Image courtesy of TomHarveyTraining.com.
Image courtesy of TomHarveyTraining.com.
Matt JuulContributor IIIOctober 3, 2012

There was a war between mixed martial arts and boxing in the combat sports world—and MMA came out victorious.

Over the past decade, the world's fastest-growing sport has supplanted boxing's top-dog status among fight fans, to the chagrin of certain promoters and professional pugilists alike.  While this rivalry has caused a riff between MMA and boxing officials, this bickering is counterproductive to both sports and should be abandoned for a more harmonious approach.

Neither sport really benefits from ripping on the other.  Whenever Bob Arum or any other loudmouth boxing personality rants about the morals and merits of MMA, they always come off as petty and jealous.

Instead of winning over fans, these anti-MMA pundits, coming across as uneducated, even plain stupid, about the sport, just end up pushing fight fanatics away.

Conversely, whenever the likes of UFC President Dana White or any other outspoken MMA proponent talks about boxing's demise, they push away old-school fans who need to be slowly integrated into this generation's new combat-sports scene.

If MMA and boxing officials just swallowed their pride, both sports could grow and benefit from each other—and there are a lot of benefits.  

MMA has proven itself to be a great avenue for other combat sports to reach a wider audience.

Brazilian Jiu-Jitsu and grappling have skyrocketed in recent years due to its close ties with the MMA world.  The UFC often co-hosts grappling tournaments with Grapplers Quest at the promotion's various expos, exposing strictly fans of the cage to the world of ground fighting.

Many regional promotions also like to feature kickboxing and grappling fights on their MMA cards, showing that fans love to see fights regardless of the format.

Spike TV is beginning to use MMA's popularity to launch other combat-sports programming, such as K-1 kickboxing events, alongside their cage-fighting programs—another telling sign about fans' love of any type of fights.

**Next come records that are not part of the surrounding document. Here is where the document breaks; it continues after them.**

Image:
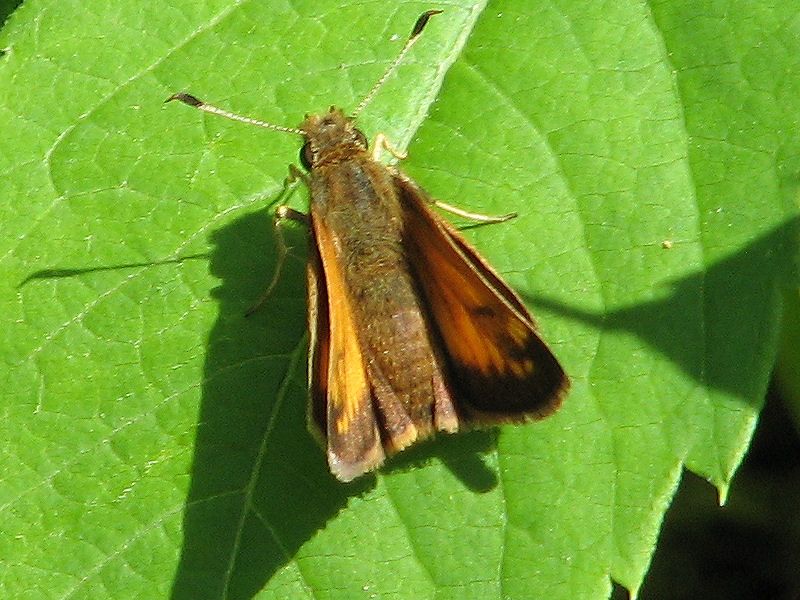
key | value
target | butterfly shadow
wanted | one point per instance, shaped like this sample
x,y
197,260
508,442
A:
x,y
718,325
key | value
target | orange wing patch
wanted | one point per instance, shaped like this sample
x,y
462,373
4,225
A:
x,y
353,437
501,369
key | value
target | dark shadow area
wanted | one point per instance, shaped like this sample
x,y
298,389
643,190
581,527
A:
x,y
6,8
750,548
724,308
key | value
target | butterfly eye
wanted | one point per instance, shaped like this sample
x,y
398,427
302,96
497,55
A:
x,y
361,139
307,156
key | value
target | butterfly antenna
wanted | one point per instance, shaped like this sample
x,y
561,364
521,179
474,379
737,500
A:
x,y
415,33
199,104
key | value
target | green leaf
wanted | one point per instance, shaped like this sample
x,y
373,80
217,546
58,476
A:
x,y
154,438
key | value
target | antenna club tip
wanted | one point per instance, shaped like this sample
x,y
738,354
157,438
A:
x,y
185,98
422,21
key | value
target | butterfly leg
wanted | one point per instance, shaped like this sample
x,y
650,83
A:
x,y
282,214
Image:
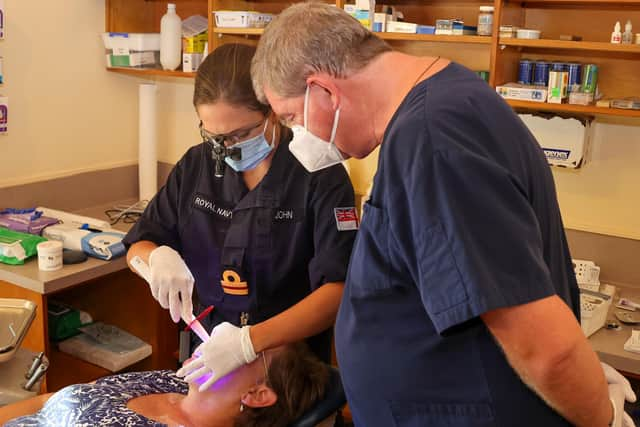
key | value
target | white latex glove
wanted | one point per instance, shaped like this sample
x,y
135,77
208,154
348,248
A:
x,y
171,282
619,391
228,348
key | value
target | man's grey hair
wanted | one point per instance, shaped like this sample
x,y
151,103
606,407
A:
x,y
308,38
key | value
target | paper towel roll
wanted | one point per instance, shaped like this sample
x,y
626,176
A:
x,y
147,142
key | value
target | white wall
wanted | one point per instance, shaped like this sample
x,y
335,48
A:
x,y
603,197
66,113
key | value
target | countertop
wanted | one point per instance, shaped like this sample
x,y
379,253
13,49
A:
x,y
608,343
30,277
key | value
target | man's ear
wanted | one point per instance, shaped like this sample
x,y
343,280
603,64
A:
x,y
259,396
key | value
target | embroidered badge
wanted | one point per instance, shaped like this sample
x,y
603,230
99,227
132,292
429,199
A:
x,y
232,284
346,218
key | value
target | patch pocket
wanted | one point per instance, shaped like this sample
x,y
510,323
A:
x,y
369,267
418,414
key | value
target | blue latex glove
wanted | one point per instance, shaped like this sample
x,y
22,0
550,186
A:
x,y
228,348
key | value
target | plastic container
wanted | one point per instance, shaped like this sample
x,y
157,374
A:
x,y
485,21
138,50
528,34
50,255
241,19
507,31
170,39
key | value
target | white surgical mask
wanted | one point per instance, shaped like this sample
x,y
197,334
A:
x,y
313,152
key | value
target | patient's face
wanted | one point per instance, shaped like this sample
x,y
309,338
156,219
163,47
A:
x,y
239,380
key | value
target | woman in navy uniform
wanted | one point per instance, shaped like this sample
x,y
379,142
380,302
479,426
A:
x,y
265,242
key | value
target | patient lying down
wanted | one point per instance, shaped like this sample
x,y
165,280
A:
x,y
274,390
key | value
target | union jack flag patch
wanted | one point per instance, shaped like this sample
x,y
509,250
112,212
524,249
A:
x,y
346,219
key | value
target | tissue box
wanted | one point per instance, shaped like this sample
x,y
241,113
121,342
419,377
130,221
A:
x,y
565,142
138,50
522,92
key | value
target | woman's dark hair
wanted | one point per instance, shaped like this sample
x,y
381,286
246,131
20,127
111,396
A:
x,y
225,75
299,379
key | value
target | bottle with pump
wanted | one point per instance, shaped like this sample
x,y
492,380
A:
x,y
627,36
616,36
170,39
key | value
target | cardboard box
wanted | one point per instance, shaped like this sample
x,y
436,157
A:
x,y
139,50
522,92
402,27
194,44
565,142
191,62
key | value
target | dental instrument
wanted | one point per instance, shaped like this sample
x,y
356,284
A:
x,y
192,321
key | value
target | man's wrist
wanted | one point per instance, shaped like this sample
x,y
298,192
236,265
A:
x,y
614,412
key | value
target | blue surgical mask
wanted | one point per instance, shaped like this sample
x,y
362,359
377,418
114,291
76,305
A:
x,y
252,151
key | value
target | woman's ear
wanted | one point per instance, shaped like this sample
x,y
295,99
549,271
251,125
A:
x,y
259,396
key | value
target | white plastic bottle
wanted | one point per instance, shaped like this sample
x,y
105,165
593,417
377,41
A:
x,y
170,39
627,36
616,36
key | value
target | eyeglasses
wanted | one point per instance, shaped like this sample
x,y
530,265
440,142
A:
x,y
230,138
266,367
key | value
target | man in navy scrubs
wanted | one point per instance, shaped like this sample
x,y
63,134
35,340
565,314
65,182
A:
x,y
460,307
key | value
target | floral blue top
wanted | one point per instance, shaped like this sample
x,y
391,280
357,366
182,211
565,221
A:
x,y
103,403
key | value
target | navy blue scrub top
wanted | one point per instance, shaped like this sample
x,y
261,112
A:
x,y
463,219
253,254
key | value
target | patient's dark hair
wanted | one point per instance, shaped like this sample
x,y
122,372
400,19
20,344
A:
x,y
225,75
299,379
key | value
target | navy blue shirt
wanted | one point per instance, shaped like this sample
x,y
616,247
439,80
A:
x,y
281,239
463,219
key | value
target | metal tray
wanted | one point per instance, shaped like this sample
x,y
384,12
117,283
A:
x,y
16,316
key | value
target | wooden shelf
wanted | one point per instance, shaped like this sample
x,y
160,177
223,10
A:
x,y
146,72
239,31
435,38
384,36
573,45
573,109
608,3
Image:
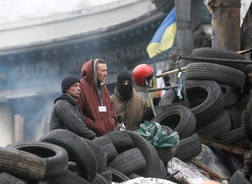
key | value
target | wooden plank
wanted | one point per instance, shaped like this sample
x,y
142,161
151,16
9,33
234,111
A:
x,y
213,174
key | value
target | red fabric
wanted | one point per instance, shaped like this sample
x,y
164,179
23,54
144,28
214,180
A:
x,y
89,101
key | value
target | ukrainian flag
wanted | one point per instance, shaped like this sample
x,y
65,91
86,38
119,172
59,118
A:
x,y
164,36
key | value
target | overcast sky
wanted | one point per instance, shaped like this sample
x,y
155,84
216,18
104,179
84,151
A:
x,y
16,10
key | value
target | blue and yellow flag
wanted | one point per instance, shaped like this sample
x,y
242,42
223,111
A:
x,y
164,36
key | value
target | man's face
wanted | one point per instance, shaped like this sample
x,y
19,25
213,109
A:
x,y
125,82
74,90
101,72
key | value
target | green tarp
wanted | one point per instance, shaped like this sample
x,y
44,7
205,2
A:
x,y
153,132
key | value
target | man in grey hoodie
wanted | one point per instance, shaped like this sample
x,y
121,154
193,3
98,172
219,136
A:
x,y
66,114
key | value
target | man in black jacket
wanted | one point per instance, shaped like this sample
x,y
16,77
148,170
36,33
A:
x,y
66,114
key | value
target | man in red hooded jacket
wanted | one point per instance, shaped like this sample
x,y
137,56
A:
x,y
94,101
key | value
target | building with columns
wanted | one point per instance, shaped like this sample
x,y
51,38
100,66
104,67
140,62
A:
x,y
36,54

Major boxing promotions could benefit greatly from cross-promotional, cross-sports events and programming such as these.  While I doubt you'll ever see the UFC and a high-profile boxing promotion teaming up, on a regional level, this could help grow a wider audience for both sports.  Older fans who like boxing would be slowly introduced to the world of MMA, while cage-fighting fans will unknowingly be exposed to the vast amount of technique these professional pugilists display.

Both sports could also help each other find top talent as many upper-echelon MMA fighters, such as the Diaz brothers, are well versed in boxing, and are willing to test themselves in both the ring and the cage.

But before a partnership can be forged, boxing officials need to realize that their time has passed.  MMA is the top dog for the foreseeable future and, no matter how big boxing's stars are, they just can't capture this generation's fans' attention like Jon Jones, Anderson Silva or George St-Pierre can.

And once the likes of Manny Pacquiao and Floyd Mayweather Jr. are through, there will be no top-tier pugilists who can gross record-breaking pay-per-view numbers.

If boxing's proponents can just realize this, then they could begin to explore other avenues to stay viable, regardless if it is playing second fiddle to MMA.

Despite the rocky relationship between the two sports, if egos can be put aside, I am confident that they can find a way to work together in order to put on the best fights for combat sports fans.